Can we get impact measurement *right*? Does there exist One Equation To Rule Them All?

I think there’s a decent chance there *isn’t* a simple airtight way to implement AUP which lines up with AUP, mostly because it’s just incredibly difficult in general to perfectly specify the reward function.

Reasons why it might be feasible: we’re trying to get the agent to do the goal without it becoming more able to do the goal, which is conceptually simple and natural; since we’ve been able to handle previous problems with AUP with clever design choice modifications, it’s plausible we can do the same for all future problems; since there are a lot of ways to measure power due to instrumental convergence, that increases the chance at least one of them will work; intuitively, this sounds like the kind of thing which could work (if you told me “you can build superintelligent agents which don’t try to seek power by penalizing them for becoming more able to achieve their own goal”, I wouldn’t exactly die of shock).

Even so, I am (perhaps surprisingly) not that excited about *actually using* impact measures to restrain advanced AI systems.

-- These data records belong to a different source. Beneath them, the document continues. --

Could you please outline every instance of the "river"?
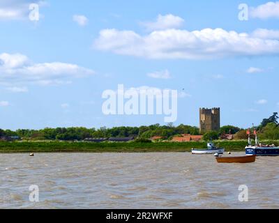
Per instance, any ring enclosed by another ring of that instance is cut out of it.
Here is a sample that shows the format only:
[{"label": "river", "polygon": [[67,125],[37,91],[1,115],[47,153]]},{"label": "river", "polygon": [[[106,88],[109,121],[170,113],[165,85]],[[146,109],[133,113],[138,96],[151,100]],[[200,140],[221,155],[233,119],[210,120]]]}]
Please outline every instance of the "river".
[{"label": "river", "polygon": [[[187,153],[0,154],[0,208],[279,208],[278,173],[279,157],[218,164]],[[241,185],[247,202],[239,200]],[[29,201],[31,185],[38,202]]]}]

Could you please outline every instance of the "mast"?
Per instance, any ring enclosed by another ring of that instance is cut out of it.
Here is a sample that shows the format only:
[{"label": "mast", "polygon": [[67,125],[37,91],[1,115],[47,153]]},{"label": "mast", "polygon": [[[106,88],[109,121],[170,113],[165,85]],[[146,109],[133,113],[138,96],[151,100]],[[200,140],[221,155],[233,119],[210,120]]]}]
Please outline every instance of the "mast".
[{"label": "mast", "polygon": [[251,146],[251,139],[250,138],[250,128],[247,130],[247,134],[248,135],[248,146]]},{"label": "mast", "polygon": [[255,144],[256,144],[255,146],[257,146],[259,144],[259,141],[257,141],[257,130],[255,128],[254,124],[253,124],[253,129],[254,129],[254,134],[255,137]]}]

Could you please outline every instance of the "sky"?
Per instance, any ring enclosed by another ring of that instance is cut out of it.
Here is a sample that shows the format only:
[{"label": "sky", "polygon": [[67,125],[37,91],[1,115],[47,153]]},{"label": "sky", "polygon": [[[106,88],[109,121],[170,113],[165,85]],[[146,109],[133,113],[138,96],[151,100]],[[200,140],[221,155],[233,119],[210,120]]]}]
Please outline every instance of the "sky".
[{"label": "sky", "polygon": [[279,1],[0,0],[0,128],[165,124],[104,114],[119,84],[177,90],[176,125],[199,107],[258,125],[279,110],[278,22]]}]

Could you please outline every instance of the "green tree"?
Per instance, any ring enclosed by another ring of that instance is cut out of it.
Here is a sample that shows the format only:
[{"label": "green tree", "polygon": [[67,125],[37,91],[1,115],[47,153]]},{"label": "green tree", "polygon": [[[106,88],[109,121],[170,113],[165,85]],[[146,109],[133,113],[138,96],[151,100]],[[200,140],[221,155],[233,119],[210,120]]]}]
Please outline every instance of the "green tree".
[{"label": "green tree", "polygon": [[279,139],[279,126],[269,123],[262,130],[259,137],[262,139]]},{"label": "green tree", "polygon": [[264,127],[266,126],[267,124],[269,124],[269,123],[274,123],[276,125],[278,125],[279,123],[277,121],[277,120],[279,118],[279,117],[278,115],[278,112],[274,112],[273,114],[271,116],[270,116],[269,118],[263,119],[260,127],[264,128]]},{"label": "green tree", "polygon": [[5,131],[0,128],[0,137],[4,137],[4,136],[5,136]]}]

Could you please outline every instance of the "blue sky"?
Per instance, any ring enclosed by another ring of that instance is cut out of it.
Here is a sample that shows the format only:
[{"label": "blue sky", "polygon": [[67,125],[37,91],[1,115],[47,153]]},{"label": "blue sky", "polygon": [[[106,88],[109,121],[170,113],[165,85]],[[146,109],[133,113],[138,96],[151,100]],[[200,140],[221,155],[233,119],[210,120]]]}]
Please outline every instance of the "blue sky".
[{"label": "blue sky", "polygon": [[33,2],[0,1],[0,128],[164,124],[103,114],[119,84],[183,93],[176,125],[198,126],[204,107],[242,128],[278,111],[279,2],[47,0],[38,22]]}]

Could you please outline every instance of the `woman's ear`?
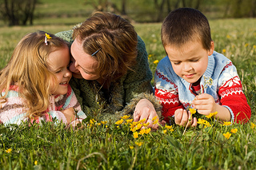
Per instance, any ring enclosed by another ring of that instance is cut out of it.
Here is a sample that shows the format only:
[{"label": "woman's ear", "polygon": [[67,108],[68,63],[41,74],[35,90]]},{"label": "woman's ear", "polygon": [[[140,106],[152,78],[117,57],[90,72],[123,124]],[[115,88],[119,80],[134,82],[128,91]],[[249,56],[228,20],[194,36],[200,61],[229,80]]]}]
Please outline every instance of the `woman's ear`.
[{"label": "woman's ear", "polygon": [[211,54],[213,54],[214,51],[214,41],[211,41],[210,42],[210,48],[208,51],[208,56],[210,56]]}]

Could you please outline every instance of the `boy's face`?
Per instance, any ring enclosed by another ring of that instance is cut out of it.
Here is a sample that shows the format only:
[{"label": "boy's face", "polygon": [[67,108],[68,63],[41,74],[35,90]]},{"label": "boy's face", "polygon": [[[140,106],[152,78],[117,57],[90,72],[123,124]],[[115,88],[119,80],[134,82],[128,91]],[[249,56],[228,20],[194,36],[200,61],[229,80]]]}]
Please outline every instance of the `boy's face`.
[{"label": "boy's face", "polygon": [[206,50],[201,42],[187,42],[181,48],[165,47],[174,71],[189,83],[196,83],[207,69],[208,56],[214,53],[214,44]]}]

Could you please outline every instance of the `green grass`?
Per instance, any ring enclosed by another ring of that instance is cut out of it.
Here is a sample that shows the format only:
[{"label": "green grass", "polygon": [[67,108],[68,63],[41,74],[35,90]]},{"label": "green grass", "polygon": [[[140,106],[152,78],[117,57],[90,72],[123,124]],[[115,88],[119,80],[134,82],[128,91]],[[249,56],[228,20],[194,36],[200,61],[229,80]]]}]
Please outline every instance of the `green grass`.
[{"label": "green grass", "polygon": [[[25,34],[38,30],[54,34],[66,30],[73,25],[68,23],[74,22],[66,20],[62,25],[47,25],[46,21],[39,25],[38,21],[34,26],[1,27],[0,68],[7,63]],[[255,169],[256,128],[252,128],[251,123],[256,123],[256,20],[211,20],[210,23],[216,51],[230,58],[238,69],[252,109],[248,124],[222,126],[209,120],[211,127],[188,128],[183,136],[182,127],[174,127],[173,132],[162,127],[136,139],[124,123],[117,128],[113,122],[106,127],[98,125],[100,121],[88,121],[89,127],[77,130],[52,122],[0,125],[1,169]],[[146,43],[154,73],[154,61],[166,55],[161,24],[134,26]],[[231,128],[238,132],[227,140],[223,133]],[[136,142],[142,143],[138,146]]]}]

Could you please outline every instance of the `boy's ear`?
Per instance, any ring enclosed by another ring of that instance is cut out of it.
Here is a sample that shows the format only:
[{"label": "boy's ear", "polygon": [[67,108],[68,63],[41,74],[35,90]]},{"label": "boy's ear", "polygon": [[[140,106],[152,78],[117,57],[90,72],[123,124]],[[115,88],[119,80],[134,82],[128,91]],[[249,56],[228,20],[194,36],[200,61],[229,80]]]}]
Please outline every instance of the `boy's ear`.
[{"label": "boy's ear", "polygon": [[208,56],[210,56],[211,54],[213,54],[214,51],[214,41],[211,41],[210,42],[210,49],[208,51]]}]

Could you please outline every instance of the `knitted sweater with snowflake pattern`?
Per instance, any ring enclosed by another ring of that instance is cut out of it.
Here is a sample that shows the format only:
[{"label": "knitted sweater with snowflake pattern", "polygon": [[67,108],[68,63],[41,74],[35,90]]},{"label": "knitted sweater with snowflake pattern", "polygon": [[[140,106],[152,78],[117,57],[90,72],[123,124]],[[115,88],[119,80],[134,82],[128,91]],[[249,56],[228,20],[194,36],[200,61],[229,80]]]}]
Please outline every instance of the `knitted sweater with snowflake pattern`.
[{"label": "knitted sweater with snowflake pattern", "polygon": [[[251,110],[230,60],[214,51],[208,57],[207,69],[202,77],[213,79],[213,85],[203,89],[203,93],[211,95],[216,103],[229,109],[231,121],[242,123],[250,120]],[[174,117],[176,109],[188,109],[196,94],[193,93],[192,84],[174,73],[168,57],[158,63],[154,78],[154,93],[162,105],[162,114],[166,121]],[[201,78],[201,89],[205,81]]]},{"label": "knitted sweater with snowflake pattern", "polygon": [[[2,95],[4,95],[4,92]],[[26,115],[27,108],[24,105],[24,100],[18,94],[18,87],[12,85],[6,96],[6,102],[2,104],[0,109],[0,123],[4,125],[17,124],[20,125],[22,121],[28,121]],[[71,87],[68,85],[67,93],[65,95],[51,95],[50,97],[50,105],[45,113],[35,119],[37,123],[42,121],[51,121],[53,118],[58,121],[67,123],[64,114],[61,112],[62,109],[69,108],[75,109],[78,113],[78,117],[75,121],[82,121],[86,117],[86,114],[81,110],[80,104],[73,92]],[[75,123],[71,122],[71,125]]]}]

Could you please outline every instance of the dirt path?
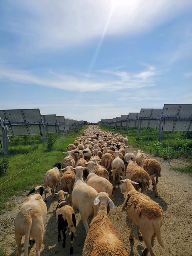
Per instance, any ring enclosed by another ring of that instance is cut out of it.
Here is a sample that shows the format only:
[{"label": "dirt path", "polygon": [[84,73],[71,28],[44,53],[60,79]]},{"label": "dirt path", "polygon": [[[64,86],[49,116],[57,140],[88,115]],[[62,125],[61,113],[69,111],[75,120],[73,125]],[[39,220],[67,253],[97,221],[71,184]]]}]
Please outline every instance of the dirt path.
[{"label": "dirt path", "polygon": [[[130,151],[135,149],[130,148]],[[153,157],[151,156],[151,157]],[[147,192],[147,195],[158,203],[164,212],[165,222],[161,229],[162,236],[166,246],[165,250],[155,240],[154,252],[157,256],[191,256],[192,255],[192,201],[191,176],[171,170],[171,167],[167,162],[161,158],[154,157],[161,163],[161,177],[159,178],[157,186],[159,196],[155,197],[150,184]],[[172,166],[180,166],[178,160],[171,162]],[[129,221],[125,211],[121,212],[122,204],[125,195],[122,192],[121,185],[117,185],[114,192],[114,203],[116,206],[111,209],[109,218],[118,232],[120,239],[130,256],[140,255],[145,247],[144,242],[139,240],[135,228],[135,238],[133,241],[129,239]],[[59,187],[57,188],[57,190]],[[25,196],[14,198],[15,205],[11,211],[0,216],[0,246],[6,248],[6,255],[15,255],[16,245],[14,240],[14,220],[18,210]],[[54,216],[57,204],[56,199],[51,195],[48,197],[46,202],[48,213],[41,249],[41,256],[58,256],[69,255],[70,237],[67,236],[66,248],[62,248],[62,242],[57,241],[57,224]],[[82,255],[84,243],[86,237],[85,230],[80,219],[79,213],[76,214],[77,226],[75,237],[74,255]],[[91,221],[90,218],[90,221]],[[68,230],[67,234],[69,232]],[[24,239],[22,241],[22,254]],[[35,255],[36,247],[33,244],[29,248],[29,255]]]}]

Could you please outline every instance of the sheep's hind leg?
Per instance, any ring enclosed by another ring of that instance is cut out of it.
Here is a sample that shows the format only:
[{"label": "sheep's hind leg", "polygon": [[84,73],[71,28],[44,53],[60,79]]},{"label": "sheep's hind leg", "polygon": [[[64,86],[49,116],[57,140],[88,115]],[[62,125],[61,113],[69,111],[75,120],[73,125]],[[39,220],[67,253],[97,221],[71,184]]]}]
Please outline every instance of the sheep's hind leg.
[{"label": "sheep's hind leg", "polygon": [[130,222],[130,235],[129,235],[129,239],[130,240],[133,240],[134,239],[134,235],[133,232],[133,223],[130,219],[129,219]]},{"label": "sheep's hind leg", "polygon": [[63,232],[63,248],[65,248],[66,244],[66,234],[65,231],[67,230],[67,227],[65,227],[64,229],[62,229]]},{"label": "sheep's hind leg", "polygon": [[137,229],[138,230],[138,237],[140,242],[143,242],[143,236],[142,236],[142,234],[141,233],[140,230],[139,229],[139,227],[138,226],[137,226]]},{"label": "sheep's hind leg", "polygon": [[71,247],[70,248],[70,254],[72,254],[74,252],[74,233],[71,232]]}]

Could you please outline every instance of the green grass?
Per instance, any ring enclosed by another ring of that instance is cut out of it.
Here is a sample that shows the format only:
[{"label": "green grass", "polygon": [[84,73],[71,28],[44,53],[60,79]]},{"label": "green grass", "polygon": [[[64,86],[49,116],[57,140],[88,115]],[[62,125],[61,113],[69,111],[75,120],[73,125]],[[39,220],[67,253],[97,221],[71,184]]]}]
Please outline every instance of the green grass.
[{"label": "green grass", "polygon": [[[63,152],[66,151],[67,146],[73,143],[85,128],[83,127],[81,130],[76,131],[76,133],[69,133],[67,137],[57,138],[53,149],[50,151],[48,150],[47,147],[43,146],[42,140],[41,144],[32,144],[31,151],[29,150],[29,145],[20,145],[23,142],[21,138],[17,140],[19,143],[17,146],[16,139],[14,140],[14,145],[11,144],[11,142],[10,143],[8,152],[11,152],[12,154],[11,155],[9,154],[8,167],[5,174],[0,176],[0,214],[5,210],[11,209],[14,204],[11,202],[6,203],[11,197],[25,195],[26,192],[44,183],[44,176],[46,172],[57,162],[62,162],[66,155]],[[35,140],[37,142],[36,139]],[[35,150],[33,147],[34,146]],[[25,148],[25,147],[27,150],[24,154],[23,149],[21,152],[19,149]],[[13,148],[15,149],[15,151]],[[0,160],[1,158],[0,163]]]},{"label": "green grass", "polygon": [[[114,127],[100,126],[100,128],[114,133],[120,131],[119,127],[115,129]],[[170,158],[187,161],[187,166],[180,170],[192,173],[192,132],[164,132],[160,143],[158,141],[159,131],[156,128],[141,128],[139,135],[137,128],[129,128],[128,135],[126,127],[121,127],[121,130],[122,135],[124,137],[128,136],[129,145],[165,159]]]}]

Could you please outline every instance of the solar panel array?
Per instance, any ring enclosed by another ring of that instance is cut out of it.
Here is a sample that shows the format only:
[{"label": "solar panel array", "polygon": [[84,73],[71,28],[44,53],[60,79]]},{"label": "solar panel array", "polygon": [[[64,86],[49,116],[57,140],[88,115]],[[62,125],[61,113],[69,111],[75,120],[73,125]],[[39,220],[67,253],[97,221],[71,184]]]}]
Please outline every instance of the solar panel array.
[{"label": "solar panel array", "polygon": [[141,109],[140,113],[129,113],[110,119],[102,119],[101,125],[118,127],[157,127],[162,131],[192,131],[192,104],[164,104],[163,109]]}]

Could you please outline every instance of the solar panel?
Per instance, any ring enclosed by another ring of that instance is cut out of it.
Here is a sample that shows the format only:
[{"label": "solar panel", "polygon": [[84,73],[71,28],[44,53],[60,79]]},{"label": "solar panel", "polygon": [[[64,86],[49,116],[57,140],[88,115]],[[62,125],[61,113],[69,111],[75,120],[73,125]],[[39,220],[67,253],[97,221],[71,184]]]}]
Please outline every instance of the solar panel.
[{"label": "solar panel", "polygon": [[56,116],[56,118],[57,119],[57,123],[62,124],[61,125],[59,126],[59,129],[60,130],[64,130],[65,129],[65,117],[64,116]]},{"label": "solar panel", "polygon": [[1,110],[0,110],[0,115],[1,116],[4,116],[3,117],[1,116],[4,119],[6,117],[7,120],[12,123],[42,122],[39,109]]},{"label": "solar panel", "polygon": [[139,116],[140,113],[129,113],[129,116],[128,117],[129,120],[131,119],[136,119],[138,118]]},{"label": "solar panel", "polygon": [[163,121],[163,131],[173,131],[175,124],[174,120],[165,120]]},{"label": "solar panel", "polygon": [[158,127],[159,121],[158,120],[150,120],[148,123],[149,127]]},{"label": "solar panel", "polygon": [[149,126],[150,120],[148,119],[142,119],[139,121],[139,126],[140,127],[148,127]]},{"label": "solar panel", "polygon": [[[176,118],[180,109],[180,106],[178,104],[164,104],[162,112],[162,117]],[[170,131],[170,130],[169,130],[169,131]]]},{"label": "solar panel", "polygon": [[141,109],[140,118],[159,118],[161,116],[162,109]]},{"label": "solar panel", "polygon": [[178,118],[192,118],[192,104],[181,105],[178,113]]},{"label": "solar panel", "polygon": [[57,124],[56,115],[41,115],[43,121],[49,124]]},{"label": "solar panel", "polygon": [[173,130],[187,131],[189,130],[191,123],[190,121],[177,121]]}]

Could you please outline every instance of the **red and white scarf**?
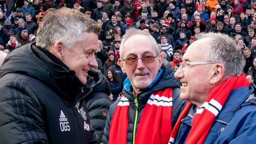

Let’s review some concerns I provided in *Reasons for Pessimism about Impact of Impact Measures*:

- Competitive and social pressures incentivize people to cut corners on safety measures, especially those which add overhead. Especially so for training time, assuming the designers slowly increase aggressiveness until they get a reasonable policy.
- In a world where we know how to build powerful AI but not how to align it (which is actually probably the scenario in which impact measures do the most work), we play a very unfavorable game while we use low-impact agents to somehow transition to a stable, good future: the first person to set the aggressiveness too high, or to discard the impact measure entirely, ends the game.
- In a
*What Failure Looks Like*-esque scenario, it isn't clear how impact-limiting any single agent helps prevent the world from "gradually drifting off the rails".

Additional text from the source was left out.